This verse is taken from:
Habakkuk 2. 12-14
This chapter of Habakkuk is composed of five ‘woes’ which are given to the prophet to speak. They are the divine sentence upon the Chaldean aggressor indicating the fate that awaits him. The reason for the judgement that will be visited upon this nation is given at the end of the first and fourth ‘woes’: ‘because of men’s blood, and for the violence of the land, of the city, and of all that dwell therein’, vv. 8, 17. The guilt is shared by all.
The first woe, vv. 5-8, speaks of the nation. There are a number of parallels with yesterday’s reading as here again is a nation intent on material advancement by oppression and bloodshed.
The second woe, vv. 9-11, speaks of the house. The outcome of their material advancement is the notion that they can become impregnable, a fortress against all others - like the eagle, setting ‘his nest on high’, v. 9.

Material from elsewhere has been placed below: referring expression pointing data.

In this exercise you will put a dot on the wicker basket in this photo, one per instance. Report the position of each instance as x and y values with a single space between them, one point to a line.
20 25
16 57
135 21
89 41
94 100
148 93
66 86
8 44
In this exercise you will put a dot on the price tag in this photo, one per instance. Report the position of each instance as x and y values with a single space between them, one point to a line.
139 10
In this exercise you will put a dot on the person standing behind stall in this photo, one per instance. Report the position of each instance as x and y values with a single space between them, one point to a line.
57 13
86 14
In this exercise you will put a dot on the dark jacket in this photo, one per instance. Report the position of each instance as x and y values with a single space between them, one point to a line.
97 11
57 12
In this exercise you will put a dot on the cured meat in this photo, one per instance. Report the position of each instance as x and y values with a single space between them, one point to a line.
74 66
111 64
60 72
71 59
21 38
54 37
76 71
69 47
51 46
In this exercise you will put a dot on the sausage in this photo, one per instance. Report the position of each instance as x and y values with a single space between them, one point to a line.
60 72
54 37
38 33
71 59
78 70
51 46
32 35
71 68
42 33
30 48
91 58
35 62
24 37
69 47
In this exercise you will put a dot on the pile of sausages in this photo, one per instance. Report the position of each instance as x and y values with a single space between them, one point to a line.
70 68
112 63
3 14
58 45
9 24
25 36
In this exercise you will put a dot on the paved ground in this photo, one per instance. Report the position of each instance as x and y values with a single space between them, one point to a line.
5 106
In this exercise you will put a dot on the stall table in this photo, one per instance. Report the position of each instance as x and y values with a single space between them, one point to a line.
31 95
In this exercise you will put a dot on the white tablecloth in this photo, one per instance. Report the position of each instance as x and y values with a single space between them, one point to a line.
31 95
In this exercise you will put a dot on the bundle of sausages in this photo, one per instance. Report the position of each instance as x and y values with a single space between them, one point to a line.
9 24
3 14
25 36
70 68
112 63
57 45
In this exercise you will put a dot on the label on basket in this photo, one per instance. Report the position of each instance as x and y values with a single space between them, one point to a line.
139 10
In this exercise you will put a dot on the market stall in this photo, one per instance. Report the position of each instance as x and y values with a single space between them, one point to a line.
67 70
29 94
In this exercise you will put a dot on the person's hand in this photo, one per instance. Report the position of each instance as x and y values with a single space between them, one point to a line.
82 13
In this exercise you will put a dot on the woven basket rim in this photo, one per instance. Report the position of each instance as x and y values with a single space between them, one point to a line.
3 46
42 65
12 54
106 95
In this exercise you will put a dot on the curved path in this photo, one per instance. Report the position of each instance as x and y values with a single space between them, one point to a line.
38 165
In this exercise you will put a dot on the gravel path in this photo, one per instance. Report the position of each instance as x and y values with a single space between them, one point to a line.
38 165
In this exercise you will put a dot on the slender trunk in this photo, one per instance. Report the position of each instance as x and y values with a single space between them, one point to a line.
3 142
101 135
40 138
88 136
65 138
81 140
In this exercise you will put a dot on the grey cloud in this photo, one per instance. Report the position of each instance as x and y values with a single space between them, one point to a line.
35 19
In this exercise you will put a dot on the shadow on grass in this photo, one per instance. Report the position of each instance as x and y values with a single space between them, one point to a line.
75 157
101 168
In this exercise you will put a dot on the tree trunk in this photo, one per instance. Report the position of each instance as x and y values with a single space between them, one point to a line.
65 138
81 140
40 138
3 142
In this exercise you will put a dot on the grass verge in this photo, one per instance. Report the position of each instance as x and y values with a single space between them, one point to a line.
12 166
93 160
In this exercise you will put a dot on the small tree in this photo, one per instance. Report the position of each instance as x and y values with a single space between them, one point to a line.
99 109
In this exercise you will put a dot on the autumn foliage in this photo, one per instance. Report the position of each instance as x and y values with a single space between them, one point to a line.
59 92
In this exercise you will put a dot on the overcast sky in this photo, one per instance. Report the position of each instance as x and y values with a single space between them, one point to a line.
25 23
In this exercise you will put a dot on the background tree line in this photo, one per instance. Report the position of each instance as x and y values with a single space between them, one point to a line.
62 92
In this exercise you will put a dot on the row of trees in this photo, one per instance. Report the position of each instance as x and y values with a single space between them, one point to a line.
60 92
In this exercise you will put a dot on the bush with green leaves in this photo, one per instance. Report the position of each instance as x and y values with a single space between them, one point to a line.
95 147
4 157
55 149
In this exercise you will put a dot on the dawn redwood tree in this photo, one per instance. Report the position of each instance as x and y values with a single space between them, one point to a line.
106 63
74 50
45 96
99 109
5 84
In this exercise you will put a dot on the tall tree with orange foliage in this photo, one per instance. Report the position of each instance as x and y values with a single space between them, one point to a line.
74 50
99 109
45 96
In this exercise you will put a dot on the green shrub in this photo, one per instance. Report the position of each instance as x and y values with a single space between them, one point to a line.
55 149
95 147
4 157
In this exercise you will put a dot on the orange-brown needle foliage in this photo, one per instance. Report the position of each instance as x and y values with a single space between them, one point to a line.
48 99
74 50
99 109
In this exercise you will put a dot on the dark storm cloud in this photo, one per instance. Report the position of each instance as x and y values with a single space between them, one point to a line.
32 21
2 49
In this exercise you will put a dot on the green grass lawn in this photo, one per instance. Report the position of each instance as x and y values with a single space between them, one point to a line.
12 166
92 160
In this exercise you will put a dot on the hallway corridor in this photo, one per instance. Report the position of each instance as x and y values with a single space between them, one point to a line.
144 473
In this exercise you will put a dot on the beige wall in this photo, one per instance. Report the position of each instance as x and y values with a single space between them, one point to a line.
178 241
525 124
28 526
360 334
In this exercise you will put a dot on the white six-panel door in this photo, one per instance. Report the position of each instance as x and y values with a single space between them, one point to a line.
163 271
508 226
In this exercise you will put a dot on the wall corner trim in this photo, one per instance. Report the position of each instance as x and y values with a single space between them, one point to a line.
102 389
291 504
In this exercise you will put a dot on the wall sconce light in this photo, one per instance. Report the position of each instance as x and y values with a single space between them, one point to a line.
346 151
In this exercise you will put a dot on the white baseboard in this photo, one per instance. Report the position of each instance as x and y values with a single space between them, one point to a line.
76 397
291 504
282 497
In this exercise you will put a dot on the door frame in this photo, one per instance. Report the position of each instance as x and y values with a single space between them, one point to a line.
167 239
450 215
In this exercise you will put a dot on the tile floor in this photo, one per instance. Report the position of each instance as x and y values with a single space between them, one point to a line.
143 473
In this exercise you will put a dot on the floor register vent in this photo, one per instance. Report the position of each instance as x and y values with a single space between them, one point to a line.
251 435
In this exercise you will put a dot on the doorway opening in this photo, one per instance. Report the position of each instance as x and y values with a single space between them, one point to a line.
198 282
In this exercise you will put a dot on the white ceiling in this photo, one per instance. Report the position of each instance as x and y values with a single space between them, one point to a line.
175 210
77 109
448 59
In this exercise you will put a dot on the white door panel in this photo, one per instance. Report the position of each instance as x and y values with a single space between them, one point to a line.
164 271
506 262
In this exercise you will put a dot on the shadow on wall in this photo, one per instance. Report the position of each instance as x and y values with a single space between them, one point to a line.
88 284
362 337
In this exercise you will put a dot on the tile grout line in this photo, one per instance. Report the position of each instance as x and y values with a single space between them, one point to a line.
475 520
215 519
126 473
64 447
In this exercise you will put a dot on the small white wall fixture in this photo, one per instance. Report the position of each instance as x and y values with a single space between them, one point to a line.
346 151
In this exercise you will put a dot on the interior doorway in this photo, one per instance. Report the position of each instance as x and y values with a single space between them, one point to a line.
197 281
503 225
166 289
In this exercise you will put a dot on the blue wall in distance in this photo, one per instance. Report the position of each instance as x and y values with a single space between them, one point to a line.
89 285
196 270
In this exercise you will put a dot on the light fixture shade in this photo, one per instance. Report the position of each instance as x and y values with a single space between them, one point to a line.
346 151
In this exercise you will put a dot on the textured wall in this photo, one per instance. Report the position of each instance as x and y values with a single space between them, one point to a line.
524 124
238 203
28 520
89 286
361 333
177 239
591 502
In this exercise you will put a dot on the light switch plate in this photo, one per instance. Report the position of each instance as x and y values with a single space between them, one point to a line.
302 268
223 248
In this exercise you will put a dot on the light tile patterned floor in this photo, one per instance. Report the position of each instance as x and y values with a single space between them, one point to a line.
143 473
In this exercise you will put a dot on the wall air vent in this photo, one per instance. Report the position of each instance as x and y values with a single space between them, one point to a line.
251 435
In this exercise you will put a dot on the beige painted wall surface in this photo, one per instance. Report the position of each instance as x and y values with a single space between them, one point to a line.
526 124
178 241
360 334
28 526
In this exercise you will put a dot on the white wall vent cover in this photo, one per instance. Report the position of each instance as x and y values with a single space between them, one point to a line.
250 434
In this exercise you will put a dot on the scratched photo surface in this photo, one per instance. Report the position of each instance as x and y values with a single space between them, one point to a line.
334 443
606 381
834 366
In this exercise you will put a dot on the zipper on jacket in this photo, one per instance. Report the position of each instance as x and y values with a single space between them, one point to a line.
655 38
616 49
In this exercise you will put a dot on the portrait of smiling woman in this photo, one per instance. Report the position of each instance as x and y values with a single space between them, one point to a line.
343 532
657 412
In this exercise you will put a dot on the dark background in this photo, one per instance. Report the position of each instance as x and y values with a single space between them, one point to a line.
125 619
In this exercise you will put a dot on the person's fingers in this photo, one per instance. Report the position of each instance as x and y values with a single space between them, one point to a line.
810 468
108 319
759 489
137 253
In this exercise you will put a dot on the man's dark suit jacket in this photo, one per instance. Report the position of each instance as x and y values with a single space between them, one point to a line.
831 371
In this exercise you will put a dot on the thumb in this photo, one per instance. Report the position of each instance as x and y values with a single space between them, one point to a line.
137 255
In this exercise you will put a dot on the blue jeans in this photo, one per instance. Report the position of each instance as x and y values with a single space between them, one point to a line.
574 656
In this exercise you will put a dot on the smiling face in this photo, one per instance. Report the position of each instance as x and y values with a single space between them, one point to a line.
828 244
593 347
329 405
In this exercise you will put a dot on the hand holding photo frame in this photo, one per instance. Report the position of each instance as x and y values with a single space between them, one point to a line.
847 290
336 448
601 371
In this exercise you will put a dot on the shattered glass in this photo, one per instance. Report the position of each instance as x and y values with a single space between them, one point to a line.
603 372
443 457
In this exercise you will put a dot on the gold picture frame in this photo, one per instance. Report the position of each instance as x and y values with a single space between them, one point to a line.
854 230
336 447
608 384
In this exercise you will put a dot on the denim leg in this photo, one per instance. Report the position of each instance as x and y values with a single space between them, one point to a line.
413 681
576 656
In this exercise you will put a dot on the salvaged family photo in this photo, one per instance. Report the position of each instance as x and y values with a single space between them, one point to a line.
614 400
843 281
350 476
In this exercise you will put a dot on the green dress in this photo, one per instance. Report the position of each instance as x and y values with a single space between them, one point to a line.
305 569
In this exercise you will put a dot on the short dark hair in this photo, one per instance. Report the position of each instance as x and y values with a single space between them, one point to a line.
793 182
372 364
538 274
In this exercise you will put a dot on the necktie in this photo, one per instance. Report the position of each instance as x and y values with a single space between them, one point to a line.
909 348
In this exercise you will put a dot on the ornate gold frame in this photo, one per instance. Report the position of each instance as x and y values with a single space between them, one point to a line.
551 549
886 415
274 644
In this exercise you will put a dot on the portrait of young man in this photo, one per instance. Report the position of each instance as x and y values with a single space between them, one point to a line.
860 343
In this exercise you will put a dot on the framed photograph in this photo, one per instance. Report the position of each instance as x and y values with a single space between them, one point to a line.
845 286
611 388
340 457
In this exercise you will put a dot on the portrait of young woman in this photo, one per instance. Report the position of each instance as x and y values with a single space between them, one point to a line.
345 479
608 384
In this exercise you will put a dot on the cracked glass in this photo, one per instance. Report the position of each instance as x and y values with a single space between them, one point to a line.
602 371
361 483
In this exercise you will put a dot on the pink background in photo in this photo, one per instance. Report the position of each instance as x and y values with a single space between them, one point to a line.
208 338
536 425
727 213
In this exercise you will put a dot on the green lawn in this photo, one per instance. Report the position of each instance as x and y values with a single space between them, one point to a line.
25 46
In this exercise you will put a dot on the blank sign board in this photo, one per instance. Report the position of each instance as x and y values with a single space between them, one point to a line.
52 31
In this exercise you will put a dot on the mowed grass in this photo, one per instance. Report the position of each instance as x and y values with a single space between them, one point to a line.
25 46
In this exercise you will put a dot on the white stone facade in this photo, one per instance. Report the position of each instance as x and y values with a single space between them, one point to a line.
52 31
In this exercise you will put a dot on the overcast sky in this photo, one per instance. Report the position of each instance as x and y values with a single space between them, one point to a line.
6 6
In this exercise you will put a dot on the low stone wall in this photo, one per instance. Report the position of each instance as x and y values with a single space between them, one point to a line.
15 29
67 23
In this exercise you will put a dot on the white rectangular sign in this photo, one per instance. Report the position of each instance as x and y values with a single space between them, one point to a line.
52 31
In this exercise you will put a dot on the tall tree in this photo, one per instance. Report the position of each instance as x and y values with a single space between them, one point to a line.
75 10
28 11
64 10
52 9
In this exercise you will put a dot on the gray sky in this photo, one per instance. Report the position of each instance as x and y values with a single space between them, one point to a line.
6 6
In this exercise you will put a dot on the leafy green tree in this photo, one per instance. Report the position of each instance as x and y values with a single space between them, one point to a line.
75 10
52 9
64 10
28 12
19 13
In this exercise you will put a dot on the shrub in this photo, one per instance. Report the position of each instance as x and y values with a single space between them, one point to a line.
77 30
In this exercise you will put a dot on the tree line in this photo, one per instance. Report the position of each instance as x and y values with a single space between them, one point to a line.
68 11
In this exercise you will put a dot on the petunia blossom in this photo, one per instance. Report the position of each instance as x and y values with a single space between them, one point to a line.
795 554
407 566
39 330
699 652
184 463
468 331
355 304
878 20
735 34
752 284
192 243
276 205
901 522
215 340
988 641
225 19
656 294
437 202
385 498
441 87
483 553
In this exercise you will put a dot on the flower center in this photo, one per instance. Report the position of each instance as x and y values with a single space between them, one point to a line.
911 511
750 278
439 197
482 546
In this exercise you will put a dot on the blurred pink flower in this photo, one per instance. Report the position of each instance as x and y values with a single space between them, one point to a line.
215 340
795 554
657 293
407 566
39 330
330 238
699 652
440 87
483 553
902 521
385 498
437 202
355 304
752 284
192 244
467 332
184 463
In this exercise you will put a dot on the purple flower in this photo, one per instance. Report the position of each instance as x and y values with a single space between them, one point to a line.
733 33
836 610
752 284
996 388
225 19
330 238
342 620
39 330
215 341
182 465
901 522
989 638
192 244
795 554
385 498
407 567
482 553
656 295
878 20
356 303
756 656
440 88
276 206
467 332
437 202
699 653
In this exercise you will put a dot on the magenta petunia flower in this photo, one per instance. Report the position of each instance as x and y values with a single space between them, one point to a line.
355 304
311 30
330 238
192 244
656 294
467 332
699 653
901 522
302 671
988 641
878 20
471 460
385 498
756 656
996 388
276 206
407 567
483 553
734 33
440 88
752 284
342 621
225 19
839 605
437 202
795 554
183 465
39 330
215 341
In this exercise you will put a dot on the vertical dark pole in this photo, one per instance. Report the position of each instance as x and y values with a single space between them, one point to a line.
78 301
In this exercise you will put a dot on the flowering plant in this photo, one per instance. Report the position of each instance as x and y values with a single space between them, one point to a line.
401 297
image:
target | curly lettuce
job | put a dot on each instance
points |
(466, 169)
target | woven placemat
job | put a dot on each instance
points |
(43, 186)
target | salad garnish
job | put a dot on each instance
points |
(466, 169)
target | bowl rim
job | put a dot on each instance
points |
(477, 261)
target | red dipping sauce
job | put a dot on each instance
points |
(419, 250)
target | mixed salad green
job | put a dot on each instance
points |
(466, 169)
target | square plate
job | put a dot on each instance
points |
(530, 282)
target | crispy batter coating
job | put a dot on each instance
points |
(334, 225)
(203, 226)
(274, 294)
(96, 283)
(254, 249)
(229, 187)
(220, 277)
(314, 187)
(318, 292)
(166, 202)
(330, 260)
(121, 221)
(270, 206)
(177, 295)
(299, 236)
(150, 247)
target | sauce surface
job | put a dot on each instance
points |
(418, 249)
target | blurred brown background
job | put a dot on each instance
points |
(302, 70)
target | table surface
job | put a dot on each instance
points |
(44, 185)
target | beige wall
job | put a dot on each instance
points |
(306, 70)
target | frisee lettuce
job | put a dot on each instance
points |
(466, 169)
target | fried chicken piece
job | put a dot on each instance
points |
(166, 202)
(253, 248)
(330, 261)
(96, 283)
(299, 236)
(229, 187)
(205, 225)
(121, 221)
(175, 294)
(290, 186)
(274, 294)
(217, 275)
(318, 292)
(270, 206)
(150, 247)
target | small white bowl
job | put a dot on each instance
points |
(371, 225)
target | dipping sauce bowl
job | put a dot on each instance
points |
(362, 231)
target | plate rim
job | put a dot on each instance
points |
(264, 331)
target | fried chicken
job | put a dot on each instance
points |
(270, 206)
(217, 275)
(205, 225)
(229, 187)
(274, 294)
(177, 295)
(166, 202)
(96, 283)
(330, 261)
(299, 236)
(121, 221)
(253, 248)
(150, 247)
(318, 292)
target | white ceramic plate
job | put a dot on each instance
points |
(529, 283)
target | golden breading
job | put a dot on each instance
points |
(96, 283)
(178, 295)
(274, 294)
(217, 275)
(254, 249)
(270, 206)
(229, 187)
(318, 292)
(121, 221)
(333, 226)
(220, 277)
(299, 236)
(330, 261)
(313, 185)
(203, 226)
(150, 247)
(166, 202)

The third woe, the subject of our verses today, speaks to the city, or capital of the empire. ‘The cities of the Babylonian Empire were built by the blood and sweat of enslaved peoples. Murder, bloodshed, oppression, and tyranny were the tools employed in this building project’, E. E. Johnson.
There is a certain resonance with the progress of the prophet’s dirge. History records so many nations and national rulers who have moved in a similar way: first, the invasion of surrounding nations; second, the fortification of the homeland against reprisal; third, the enslaving of peoples for the greater glory of the conquering nation.
But in the third woe the prophet breaks off to remind the Chaldean aggressor that, at best, his projects and glory were but transient and secondary. Fire would destroy the edifices of Babylon and all that slave labour had built would be consumed. That which they judged to be glorious would be superseded by the manifestation of ‘the resplendent majesty of the Supreme Ruler. There will be no place on earth where the wonder of that glory is not seen’, F. A. Tatford. The ‘knowledge of the glory of the Lord … [will be] as the waters cover the sea’, v. 14.